11. - Hantu Tanpa Busana

1.2K 135 14
                                    

Beberapa tahun kemudian...

SAAT hari raya tiba, Tita sekeluarga pulang ke kampung halaman yang ada dikabupaten kotanya. Dirumah orang tua Tita, keramaian selalu terjadi setiap tahunnya. Terlebih keluarga besar Tita terbilang kompak dan kedua anaknya sangat menyukai lebaran di rumah neneknya. Hampir empat puluh orang yang mengisi rumah panggung khas perdesaan tersebut, dominan anak kecil dan remaja.

Orang tua sibuk memasak dan mengawasi anak-anak dan keponakannya satu sama lain. Rumah itu selalu diwarna dengan suara tawa anak kecil yang berlarian, suara teriak-teriak dan suara tangisan anak kecil yang tiap tahun mereka rindukan. Anak-anak sering kali saling menganggu satu sama lain. Sampai-sampai para ibu dibuat pusing bukan main.

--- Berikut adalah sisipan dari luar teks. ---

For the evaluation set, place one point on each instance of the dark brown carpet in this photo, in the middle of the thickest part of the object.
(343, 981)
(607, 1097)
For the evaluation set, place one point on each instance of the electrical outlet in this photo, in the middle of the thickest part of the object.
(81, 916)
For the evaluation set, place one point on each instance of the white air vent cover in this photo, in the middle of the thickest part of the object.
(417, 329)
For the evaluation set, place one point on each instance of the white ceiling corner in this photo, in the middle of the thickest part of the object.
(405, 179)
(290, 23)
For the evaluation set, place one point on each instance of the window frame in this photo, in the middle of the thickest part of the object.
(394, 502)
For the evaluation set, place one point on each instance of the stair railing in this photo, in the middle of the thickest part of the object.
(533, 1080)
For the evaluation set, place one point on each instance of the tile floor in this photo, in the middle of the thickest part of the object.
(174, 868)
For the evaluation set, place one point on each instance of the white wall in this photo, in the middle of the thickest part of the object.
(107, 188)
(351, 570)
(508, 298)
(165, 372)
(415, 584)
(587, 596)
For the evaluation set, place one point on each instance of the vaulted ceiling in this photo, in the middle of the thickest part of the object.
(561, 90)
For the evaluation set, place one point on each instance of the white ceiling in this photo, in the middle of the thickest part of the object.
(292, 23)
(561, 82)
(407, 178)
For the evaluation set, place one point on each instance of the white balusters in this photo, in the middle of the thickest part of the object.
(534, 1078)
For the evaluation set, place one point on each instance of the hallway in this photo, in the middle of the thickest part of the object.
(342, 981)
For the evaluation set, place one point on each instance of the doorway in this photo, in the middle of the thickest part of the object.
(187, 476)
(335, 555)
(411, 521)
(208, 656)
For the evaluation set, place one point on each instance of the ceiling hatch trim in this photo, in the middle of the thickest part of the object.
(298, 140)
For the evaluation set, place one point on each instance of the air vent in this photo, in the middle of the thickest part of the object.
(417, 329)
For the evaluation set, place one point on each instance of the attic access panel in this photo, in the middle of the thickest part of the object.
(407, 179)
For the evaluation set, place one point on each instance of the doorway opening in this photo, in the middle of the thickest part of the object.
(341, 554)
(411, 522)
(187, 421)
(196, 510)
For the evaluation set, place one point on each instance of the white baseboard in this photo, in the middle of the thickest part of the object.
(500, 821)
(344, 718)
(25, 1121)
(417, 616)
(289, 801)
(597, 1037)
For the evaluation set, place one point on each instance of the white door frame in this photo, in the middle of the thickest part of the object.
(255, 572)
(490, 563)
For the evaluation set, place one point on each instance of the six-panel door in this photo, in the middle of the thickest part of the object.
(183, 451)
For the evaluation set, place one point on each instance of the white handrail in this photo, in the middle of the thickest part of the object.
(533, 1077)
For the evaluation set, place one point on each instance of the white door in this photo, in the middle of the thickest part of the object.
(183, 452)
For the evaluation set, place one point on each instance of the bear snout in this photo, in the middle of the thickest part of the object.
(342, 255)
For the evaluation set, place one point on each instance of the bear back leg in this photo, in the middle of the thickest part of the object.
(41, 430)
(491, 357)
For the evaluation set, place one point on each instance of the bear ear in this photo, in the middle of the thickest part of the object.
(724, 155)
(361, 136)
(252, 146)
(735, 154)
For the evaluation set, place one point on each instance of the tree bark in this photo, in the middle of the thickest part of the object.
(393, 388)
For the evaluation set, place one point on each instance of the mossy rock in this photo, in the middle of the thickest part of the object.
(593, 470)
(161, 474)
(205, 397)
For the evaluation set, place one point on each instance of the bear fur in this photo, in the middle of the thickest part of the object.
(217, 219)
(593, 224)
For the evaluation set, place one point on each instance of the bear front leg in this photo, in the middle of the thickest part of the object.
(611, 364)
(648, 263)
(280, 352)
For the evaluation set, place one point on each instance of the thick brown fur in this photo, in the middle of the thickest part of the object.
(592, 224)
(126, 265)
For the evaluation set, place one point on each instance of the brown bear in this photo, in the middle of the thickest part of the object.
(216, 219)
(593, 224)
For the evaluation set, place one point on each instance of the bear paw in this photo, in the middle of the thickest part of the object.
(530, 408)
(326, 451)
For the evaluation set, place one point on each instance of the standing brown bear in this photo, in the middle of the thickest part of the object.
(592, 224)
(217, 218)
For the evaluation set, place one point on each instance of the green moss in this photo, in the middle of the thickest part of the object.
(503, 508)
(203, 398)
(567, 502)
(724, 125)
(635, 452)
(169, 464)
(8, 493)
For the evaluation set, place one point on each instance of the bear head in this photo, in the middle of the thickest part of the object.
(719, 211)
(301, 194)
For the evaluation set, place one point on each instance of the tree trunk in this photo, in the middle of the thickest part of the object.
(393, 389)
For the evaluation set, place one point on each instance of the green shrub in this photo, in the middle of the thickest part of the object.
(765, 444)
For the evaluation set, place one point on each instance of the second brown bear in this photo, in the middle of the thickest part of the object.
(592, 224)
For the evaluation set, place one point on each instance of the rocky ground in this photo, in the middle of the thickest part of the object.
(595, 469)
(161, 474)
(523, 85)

Bahkan ada yang menjahili dengan cara mencoret wajah sepupunya dengan lipstick atau spidol dan mereka saling menyembunyikan mainan satu sama lain. Hari pertama dan kedua, semua berjalan baik-baik saja. Tapi saat hari ketiga datang, mulai terjadi keanehan di rumah orang tua Tita.

Keponakan Tita yang paling kecil jatuh dari tangga saat ia ingin naik ke lantai dua. Model tangga rumah panggung rata-rata terbuat dari kayu, entah keponakannya salah menginjak pijakan atau kakinya terpleset.

Riana, ipar Tita bertanya dengan tegas kepada anak bungsunya. "Kenapa kamu bisa jatuh sampai berdarah begini, nak?" Riana mengobati lutut putranya.

"Ada yang mendorong ku," jawab Raifan meringis kesakitan.

Maya dan Yunita, kedua kakak Tita langsung menginterogasi anak-anak dan keponakannya. Saat ditanya satu-persatu, tak ada satu orang pun yang mau mengaku. Bahkan mereka saling menyalahkan satu sama lain.

"Mulai malam ini, tidak ada yang saling menjahili satu sama lain!" Yunita mempertegaskan pernyataannya dengan suara galak.

Suasana yang tadinya ceria tiba-tiba berubah menjadi senyap. Anak-anak dan para remaja saling bertatapan satu sama lain, seperti bertanya siapa yang mendorong sepupu mereka yang paling kecil. Mereka pun tak mengetahui siapa pelaku sebenarnya dan merasa tidak ada yang mendorong Raifan.

"Apa lagi yang kalian tunggu? Ini sudah tengah malam, tidur!" Yunita memijat pelipisnya kuat-kuat. Di antara Maya dan Tita, Yunita yang memang paling tegas dan galak.

Anak kecil, remaja dan sebagian orang tua langsung naik ke lantai dua untuk tidur. Lantai dua serba kayu, jadi suara langkah kaki yang berada di atas selalu tajam dipendengaran siapa saja.

Lolongan anjing terus terdengar sepanjang tengah malam, anak-anak sampai ketakutan bukan main. Bahkan Tamara, anak bungsu Tita yang kini sudah duduk dibangku sekolah menegah pertama merasa takut saat mendengarnya. Padahal, hampir tiap tahun mereka mendengar lolongan anjing, tapi masih saja membuat bulu kuduk yang mendengarnya berdiri.

Keesokan harinya, keluarga besar Tita berkumpul untuk bercerita seraya menyantap cemilan dan teh hangat sebagai pelengkap sore hari mereka.

"Semalam, aku mendengar suara langkah kaki yang mondar-mandir saat tidur di atas. Bukan kah semua orang sudah tidur semalam?" tanya Arjuna serius, anak Maya yang paling tua.

"Aku juga mendengarnya, ku pikir aku salah dengar." timpal Akbar, anak kedua Riana seraya mencomot kue.

Kali ini para remaja yang bersuara. Tita yang mendengarnya tidak langsung percaya begitu saja, palingan bualan semata agar tidak kena semprot lagi seperti kemarin malam.

"Kalian ini lagi ngarang bebas, ya?" celutuk Tita kepada kedua keponakannya.

Arjuna dan Akbar menggelengkan kepalanya bersamaan. "Untuk apa kita berbohong? Suara itu sangat jelas!" sahut Akbar yakin.